# Deep Neural Network for MNIST Classification

The problem we've chosen is referred to as the "Hello World" of deep learning because for most students it is the first deep learning algorithm they see.

The dataset is called MNIST and refers to handwritten digit recognition. You can find more about it on Yann LeCun's website (Director of AI Research, Facebook). He is one of the pioneers of what we've been talking about and of more complex approaches that are widely used today, such as covolutional neural networks (CNNs). 

The dataset provides 70,000 images (28x28 pixels) of handwritten digits (1 digit per image). 

The goal is to write an algorithm that detects which digit is written. Since there are only 10 digits (0, 1, 2, 3, 4, 5, 6, 7, 8, 9), this is a classification problem with 10 classes. 

Our goal would be to build a neural network with 2 hidden layers.

## Import the relevant packages

In [1]:
import numpy as np
import tensorflow as tf

# TensorFLow includes a data provider for MNIST that we'll use.
# It comes with the tensorflow-datasets module.

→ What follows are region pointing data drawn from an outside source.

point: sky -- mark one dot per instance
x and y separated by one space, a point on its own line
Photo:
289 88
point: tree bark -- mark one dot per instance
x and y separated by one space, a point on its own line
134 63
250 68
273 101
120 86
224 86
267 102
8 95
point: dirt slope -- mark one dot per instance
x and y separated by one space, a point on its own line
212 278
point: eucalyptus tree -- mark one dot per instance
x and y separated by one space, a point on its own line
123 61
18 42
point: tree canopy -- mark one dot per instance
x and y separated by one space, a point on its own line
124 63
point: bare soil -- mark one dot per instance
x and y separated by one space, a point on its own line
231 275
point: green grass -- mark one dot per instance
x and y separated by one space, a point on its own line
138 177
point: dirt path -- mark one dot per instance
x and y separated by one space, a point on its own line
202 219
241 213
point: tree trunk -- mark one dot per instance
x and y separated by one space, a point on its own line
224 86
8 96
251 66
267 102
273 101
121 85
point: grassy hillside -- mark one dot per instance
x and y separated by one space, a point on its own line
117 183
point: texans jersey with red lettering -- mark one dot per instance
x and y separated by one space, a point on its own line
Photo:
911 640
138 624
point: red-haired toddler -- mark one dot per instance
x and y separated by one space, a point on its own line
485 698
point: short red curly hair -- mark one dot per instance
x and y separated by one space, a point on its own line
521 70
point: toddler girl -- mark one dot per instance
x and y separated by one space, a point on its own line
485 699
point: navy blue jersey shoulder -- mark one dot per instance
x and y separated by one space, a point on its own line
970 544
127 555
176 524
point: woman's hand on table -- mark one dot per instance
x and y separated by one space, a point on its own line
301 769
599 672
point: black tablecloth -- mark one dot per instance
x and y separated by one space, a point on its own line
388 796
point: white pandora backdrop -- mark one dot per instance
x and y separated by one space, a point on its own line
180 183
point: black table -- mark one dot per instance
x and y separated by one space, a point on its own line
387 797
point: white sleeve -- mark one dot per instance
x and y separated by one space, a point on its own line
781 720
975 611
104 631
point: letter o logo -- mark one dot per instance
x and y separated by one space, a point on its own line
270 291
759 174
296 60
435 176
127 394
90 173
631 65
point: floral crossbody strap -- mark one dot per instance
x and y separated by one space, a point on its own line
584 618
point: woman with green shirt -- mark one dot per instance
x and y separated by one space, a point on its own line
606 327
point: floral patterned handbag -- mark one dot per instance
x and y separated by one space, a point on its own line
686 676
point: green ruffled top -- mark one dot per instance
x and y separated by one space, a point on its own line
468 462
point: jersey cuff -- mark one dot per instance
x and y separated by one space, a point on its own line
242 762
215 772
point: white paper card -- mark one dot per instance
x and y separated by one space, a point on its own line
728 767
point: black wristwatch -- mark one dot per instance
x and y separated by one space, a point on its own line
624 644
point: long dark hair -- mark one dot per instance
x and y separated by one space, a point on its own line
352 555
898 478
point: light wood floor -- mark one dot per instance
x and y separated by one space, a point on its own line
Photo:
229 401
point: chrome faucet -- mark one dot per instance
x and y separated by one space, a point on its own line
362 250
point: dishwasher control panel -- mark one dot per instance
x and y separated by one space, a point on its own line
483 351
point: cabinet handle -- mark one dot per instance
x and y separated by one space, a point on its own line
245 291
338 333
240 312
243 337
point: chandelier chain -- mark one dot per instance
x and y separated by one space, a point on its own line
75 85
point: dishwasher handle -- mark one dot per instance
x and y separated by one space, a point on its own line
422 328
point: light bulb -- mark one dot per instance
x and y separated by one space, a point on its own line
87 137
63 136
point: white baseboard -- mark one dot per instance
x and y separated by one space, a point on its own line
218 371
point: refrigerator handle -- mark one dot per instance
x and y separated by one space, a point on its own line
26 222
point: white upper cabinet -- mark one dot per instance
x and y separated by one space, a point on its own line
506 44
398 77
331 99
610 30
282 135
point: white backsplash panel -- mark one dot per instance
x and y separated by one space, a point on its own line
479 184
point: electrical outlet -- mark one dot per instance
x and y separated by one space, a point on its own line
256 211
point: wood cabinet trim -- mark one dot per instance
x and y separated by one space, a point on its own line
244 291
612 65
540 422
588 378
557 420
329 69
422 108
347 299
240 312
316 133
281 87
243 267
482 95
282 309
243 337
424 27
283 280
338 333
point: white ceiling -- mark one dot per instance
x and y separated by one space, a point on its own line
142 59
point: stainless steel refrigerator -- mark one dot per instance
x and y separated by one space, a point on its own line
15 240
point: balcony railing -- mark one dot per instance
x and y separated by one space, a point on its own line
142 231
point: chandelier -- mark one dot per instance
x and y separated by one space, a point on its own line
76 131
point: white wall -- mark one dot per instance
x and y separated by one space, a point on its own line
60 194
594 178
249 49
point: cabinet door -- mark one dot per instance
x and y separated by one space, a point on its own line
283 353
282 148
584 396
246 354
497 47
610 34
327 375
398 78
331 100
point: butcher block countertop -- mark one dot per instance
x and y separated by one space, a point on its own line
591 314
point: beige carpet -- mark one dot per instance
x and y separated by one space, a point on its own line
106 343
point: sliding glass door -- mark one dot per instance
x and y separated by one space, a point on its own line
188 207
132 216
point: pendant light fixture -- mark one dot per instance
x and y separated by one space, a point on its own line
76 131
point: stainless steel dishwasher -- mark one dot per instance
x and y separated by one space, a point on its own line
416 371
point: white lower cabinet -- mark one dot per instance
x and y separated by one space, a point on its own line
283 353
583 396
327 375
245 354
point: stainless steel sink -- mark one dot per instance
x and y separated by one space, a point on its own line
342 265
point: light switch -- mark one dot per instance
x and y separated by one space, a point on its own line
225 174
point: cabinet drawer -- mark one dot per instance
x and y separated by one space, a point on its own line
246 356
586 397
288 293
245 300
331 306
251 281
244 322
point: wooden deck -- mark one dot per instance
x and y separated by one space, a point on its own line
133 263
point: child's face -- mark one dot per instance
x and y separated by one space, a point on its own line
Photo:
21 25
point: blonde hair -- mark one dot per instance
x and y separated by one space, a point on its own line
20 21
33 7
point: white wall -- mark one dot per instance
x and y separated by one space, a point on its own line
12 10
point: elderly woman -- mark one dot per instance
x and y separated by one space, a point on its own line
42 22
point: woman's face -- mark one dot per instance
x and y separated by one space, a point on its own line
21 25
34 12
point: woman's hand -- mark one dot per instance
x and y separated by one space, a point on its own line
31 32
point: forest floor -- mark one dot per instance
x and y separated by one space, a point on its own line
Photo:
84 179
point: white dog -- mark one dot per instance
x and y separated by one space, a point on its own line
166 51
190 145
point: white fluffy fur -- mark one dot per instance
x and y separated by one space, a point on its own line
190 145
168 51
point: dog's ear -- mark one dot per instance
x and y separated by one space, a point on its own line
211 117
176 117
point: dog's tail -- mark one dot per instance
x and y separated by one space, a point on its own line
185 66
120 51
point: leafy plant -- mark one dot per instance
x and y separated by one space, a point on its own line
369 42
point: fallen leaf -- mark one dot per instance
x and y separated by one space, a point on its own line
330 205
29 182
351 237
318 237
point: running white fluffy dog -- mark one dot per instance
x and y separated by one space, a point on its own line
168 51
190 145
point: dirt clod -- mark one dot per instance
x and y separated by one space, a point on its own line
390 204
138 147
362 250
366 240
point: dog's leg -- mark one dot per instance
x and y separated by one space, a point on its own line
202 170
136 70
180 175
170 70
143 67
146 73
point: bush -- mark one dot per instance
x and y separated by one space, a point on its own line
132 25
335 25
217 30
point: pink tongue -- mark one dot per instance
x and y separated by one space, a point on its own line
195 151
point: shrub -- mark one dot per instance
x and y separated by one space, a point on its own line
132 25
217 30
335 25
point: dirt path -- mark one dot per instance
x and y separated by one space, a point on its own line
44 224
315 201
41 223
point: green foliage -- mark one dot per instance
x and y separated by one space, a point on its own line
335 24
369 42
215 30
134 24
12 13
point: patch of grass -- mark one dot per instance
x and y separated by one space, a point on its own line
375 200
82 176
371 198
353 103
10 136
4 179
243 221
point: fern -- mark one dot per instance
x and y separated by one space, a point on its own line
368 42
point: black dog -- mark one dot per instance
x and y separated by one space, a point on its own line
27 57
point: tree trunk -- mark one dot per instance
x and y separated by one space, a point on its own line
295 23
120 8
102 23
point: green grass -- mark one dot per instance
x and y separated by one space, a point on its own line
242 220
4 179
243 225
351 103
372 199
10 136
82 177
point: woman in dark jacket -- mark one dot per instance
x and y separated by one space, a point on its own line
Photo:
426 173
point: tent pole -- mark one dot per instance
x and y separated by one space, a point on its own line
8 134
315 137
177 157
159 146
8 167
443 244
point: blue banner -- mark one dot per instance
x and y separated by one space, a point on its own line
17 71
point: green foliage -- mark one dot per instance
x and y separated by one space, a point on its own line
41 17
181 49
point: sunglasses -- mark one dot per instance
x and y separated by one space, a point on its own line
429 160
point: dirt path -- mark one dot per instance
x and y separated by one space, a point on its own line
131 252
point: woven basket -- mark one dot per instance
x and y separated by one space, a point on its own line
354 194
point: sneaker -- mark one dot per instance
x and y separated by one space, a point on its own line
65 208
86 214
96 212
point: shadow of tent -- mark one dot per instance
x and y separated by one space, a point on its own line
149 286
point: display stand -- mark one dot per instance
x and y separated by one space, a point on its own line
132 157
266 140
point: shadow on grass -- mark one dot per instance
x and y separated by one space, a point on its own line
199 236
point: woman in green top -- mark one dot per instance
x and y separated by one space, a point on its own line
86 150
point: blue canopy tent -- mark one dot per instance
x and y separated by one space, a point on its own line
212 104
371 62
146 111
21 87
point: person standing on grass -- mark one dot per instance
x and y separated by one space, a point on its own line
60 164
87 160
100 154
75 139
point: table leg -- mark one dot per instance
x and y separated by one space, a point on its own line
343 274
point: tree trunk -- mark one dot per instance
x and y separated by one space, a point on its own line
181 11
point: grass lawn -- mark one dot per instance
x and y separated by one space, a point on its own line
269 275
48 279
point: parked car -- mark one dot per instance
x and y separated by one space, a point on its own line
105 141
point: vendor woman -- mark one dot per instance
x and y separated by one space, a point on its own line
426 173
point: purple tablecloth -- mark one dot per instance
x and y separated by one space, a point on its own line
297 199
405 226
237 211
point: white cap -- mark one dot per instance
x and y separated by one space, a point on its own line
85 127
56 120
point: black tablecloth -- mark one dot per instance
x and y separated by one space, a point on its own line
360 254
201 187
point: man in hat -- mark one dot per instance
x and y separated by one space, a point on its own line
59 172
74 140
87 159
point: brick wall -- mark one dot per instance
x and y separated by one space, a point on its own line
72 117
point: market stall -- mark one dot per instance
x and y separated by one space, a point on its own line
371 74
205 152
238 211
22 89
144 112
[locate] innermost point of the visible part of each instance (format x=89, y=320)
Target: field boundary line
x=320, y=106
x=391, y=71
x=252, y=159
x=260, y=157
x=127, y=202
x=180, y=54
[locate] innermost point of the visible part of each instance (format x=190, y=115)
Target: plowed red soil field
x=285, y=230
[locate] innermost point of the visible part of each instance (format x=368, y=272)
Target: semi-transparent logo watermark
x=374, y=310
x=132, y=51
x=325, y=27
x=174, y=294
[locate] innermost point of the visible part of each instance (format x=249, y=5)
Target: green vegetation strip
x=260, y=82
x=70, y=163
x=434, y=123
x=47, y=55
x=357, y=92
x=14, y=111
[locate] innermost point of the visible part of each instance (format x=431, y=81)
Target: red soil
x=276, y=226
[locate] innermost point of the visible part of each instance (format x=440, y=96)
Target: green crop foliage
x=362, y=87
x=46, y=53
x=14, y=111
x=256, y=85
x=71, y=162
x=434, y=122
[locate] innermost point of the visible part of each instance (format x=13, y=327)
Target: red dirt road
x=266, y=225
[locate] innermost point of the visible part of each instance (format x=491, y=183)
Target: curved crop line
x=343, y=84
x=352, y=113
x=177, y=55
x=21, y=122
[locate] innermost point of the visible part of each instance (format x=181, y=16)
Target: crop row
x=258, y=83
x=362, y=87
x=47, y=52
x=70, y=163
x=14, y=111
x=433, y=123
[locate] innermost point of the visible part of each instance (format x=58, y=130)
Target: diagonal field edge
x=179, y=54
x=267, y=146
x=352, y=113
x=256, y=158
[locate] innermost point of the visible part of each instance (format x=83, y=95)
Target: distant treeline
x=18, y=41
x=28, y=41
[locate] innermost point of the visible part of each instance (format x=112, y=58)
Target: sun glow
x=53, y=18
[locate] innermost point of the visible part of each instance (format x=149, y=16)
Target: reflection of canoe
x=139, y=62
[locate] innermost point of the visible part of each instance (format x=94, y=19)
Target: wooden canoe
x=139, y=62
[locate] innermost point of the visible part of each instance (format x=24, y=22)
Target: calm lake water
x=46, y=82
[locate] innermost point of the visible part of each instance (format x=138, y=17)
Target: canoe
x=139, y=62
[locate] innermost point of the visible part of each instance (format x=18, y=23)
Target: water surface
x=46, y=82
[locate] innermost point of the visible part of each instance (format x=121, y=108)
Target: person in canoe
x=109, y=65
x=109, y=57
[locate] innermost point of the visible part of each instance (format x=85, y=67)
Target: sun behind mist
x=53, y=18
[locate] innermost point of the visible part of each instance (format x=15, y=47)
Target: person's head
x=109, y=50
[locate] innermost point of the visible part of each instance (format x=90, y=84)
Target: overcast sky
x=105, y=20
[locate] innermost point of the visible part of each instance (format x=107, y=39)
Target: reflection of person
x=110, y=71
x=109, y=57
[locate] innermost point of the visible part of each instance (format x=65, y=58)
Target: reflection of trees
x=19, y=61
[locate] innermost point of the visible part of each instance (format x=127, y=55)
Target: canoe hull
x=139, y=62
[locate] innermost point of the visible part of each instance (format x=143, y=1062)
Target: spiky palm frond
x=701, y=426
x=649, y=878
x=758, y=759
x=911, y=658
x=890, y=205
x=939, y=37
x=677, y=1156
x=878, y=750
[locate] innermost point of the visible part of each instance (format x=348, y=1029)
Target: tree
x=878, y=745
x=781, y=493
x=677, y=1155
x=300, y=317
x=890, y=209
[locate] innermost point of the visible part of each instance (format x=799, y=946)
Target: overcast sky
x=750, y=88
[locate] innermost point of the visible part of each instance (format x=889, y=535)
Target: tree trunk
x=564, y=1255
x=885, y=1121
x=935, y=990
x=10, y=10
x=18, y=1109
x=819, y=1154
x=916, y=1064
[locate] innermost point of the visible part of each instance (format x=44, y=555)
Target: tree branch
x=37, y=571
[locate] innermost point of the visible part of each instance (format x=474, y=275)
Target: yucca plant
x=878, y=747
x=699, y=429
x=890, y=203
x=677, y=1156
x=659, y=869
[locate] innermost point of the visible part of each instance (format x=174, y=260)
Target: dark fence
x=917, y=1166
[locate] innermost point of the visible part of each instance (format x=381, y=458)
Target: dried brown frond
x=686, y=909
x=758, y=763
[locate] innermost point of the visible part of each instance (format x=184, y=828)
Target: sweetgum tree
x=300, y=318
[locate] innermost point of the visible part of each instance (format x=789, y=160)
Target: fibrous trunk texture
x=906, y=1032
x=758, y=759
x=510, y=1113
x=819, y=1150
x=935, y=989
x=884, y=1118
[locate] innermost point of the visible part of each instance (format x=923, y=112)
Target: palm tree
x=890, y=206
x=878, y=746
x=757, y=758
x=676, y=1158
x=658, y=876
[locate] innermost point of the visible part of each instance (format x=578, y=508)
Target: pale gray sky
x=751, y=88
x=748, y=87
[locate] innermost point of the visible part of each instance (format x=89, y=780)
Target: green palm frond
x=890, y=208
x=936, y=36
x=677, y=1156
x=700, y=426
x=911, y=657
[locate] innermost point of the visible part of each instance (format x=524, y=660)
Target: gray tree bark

import tensorflow_datasets as tfds

# these datasets will be stored in C:\Users\*USERNAME*\tensorflow_datasets\...
# the first time you download a dataset, it is stored in the respective folder 
# every other time, it is automatically loading the copy on your computer 

## Data

Here, we load and preprocess our data.

In [2]:
# tfds.load loads a dataset (or downloads and then loads if that's the first time you use it) 
# in our case, we are interesteed in the MNIST; the name of the dataset is the only mandatory argument
# there are other arguments we can specify.
mnist_dataset, mnist_info = tfds.load(name='mnist', with_info=True, as_supervised=True)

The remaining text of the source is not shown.